For the preparation of the vesicles, we followed a similar procedure to that reported by Awad et al. for forming MLVs [1]. In the absence of Ca2+ ions, the binary DOPG/MO mixture with molar ratio of 30∶70 was dispersed in the PIPES buffer. To follow the kinetics of the phase transitions in the rapid-mixing experiments, it was important to mix effectively the salt solution with the vesicles. This was achieved by carrying out the investigations with diluted DOPG/MO vesicles contain a total lipid weight of ∼7 wt%. Thus, the lipid concentration is different from which was used in [1] (30 wt% total lipid content). Another important difference is related to the preparation procedure of the samples for SAXS investigations. In our study, we investigated directly the formed vesicles coexisting with excess water without applying any additional protocols. In contrast, Awad et al. [1] applied an additional step of centrifuging the aqueous dispersions in order to remove excess water, and hence used the so-called ‘pellets’ of lipids for the SAXS measurements.

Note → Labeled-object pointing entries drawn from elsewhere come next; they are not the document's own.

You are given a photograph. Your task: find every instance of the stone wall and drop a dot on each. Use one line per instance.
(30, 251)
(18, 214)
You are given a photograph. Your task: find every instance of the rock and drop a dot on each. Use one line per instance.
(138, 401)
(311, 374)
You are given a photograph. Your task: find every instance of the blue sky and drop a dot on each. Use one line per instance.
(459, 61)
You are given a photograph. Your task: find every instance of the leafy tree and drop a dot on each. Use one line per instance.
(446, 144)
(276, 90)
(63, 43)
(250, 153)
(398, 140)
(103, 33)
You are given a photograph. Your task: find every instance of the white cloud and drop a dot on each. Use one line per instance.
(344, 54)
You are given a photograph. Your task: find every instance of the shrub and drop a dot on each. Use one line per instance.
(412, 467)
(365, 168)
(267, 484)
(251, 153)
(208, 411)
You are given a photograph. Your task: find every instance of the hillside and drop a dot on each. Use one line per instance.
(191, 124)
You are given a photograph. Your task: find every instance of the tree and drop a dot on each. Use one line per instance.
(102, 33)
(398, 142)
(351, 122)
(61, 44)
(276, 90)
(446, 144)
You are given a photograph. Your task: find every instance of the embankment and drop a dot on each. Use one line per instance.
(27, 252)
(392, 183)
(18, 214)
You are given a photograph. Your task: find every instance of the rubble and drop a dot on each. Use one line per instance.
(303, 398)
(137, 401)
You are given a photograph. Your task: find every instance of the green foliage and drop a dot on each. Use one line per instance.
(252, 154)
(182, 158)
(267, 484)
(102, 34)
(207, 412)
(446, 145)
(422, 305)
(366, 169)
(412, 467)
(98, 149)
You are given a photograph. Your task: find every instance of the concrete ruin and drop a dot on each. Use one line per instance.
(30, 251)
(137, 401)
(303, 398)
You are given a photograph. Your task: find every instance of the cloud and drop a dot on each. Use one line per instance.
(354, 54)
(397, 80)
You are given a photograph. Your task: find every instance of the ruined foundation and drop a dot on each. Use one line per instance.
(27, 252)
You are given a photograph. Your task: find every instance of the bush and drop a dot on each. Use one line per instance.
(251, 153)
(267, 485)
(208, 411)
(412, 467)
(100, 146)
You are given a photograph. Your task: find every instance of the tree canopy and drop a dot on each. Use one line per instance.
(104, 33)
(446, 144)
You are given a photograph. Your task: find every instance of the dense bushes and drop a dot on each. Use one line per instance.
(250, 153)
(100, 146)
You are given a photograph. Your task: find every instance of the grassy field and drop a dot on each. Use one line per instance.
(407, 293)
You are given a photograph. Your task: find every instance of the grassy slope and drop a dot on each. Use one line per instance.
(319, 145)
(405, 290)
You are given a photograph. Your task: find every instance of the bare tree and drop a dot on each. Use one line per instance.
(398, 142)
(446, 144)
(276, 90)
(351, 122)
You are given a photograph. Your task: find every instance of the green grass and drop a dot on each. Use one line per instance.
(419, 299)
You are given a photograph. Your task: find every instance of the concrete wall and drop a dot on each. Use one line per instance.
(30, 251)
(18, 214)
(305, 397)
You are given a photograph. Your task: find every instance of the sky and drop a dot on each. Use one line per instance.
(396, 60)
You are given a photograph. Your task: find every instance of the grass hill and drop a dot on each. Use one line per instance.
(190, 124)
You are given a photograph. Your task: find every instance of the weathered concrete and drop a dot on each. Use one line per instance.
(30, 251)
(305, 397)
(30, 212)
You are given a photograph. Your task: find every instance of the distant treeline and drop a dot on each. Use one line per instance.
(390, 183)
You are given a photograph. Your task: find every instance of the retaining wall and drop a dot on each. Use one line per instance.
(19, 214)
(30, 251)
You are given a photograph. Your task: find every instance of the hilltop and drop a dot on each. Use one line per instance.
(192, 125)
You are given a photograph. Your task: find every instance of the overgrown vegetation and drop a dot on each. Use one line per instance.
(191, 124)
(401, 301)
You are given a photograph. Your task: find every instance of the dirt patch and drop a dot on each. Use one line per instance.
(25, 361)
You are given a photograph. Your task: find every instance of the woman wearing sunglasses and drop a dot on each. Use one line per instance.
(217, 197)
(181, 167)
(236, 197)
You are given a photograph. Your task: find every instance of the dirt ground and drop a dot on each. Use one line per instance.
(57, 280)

Time-Resolved Synchrotron X-Ray Scattering Measurements

X-ray scattering patterns were recorded at the Austrian SAXS beamline (camera length 75 cm) at the synchrotron light source ELETTRA (Trieste, Italy) [96], [97] using a 1D position sensitive detector (Gabriel type), which covered the q-range (q = 4π sinθ/λ, where λ is the wavelength and 2θ is the scattering angle) of interest from about 2π/300 to 2π/15 Å−1 at an X-ray energy of 8 keV. Silver behenate (CH3-(CH2)20-COOAg with a d spacing value of 58.38 Å) was used as a standard to calibrate the angular scale of the measured intensity [98]. Stop-flow mixing experiments on the lipid dispersions were performed with the commercial stopped-flow apparatus SFM-400 (Bio-logic Company, Claix, France) in combination with simultaneous time-resolved X-ray diffraction. The cell consists of four reservoirs (each vertical syringe of 10 ml volume is driven independently by stepping-motor) and three mixing champers. The geometry of this system allows evacuating easily air bubbles that could be formed during filling. For our study, two syringes have been operated and a total shot volume of 100 µl was chosen. When actuated by an electronic trigger signal, both the DOPG/MO-based vesicles and the solution of Ca2+ ions, respectively, were injected into the mixing chamber and finally pressed into an X-ray quartz capillary with a diameter of 1 mm (specified dead time 10 ms), which was thermostated as well as the syringes and the transfer lines of the stop-flow apparatus with a water bath (±0.1°C, Unistat CC, Huber, Offenburg, Germany). The temperature was set to 20, 25, and 50°C, respectively.

X-ray data-analysis

In the time resolved X-ray scattering experiments, the first order d spacings of the Lα and inverse hexagonal H2 phase (reflections with the highest intensity) were derived from the SAXS diffraction pattern by standard procedures as described in [46]. All observed Bragg peaks were fitted by Lorentzian distributions after detector efficiency corrections and subtracting the background scattering from both water and the sample cell. The fittings were carried out with home-written procedures running under IDL 5.2 (Research Systems, Inc., USA). Few static scattering patterns were analyzed by the global analysis program (GAP) [99]. In this program, not only the lattice contributions [100], [101] are considered, but also a simple bilayer model is applied. This model uses one Gaussian for the headgroups and another for the hydrophobic core. A more detailed description of this model is given in Pabst's recent review [102].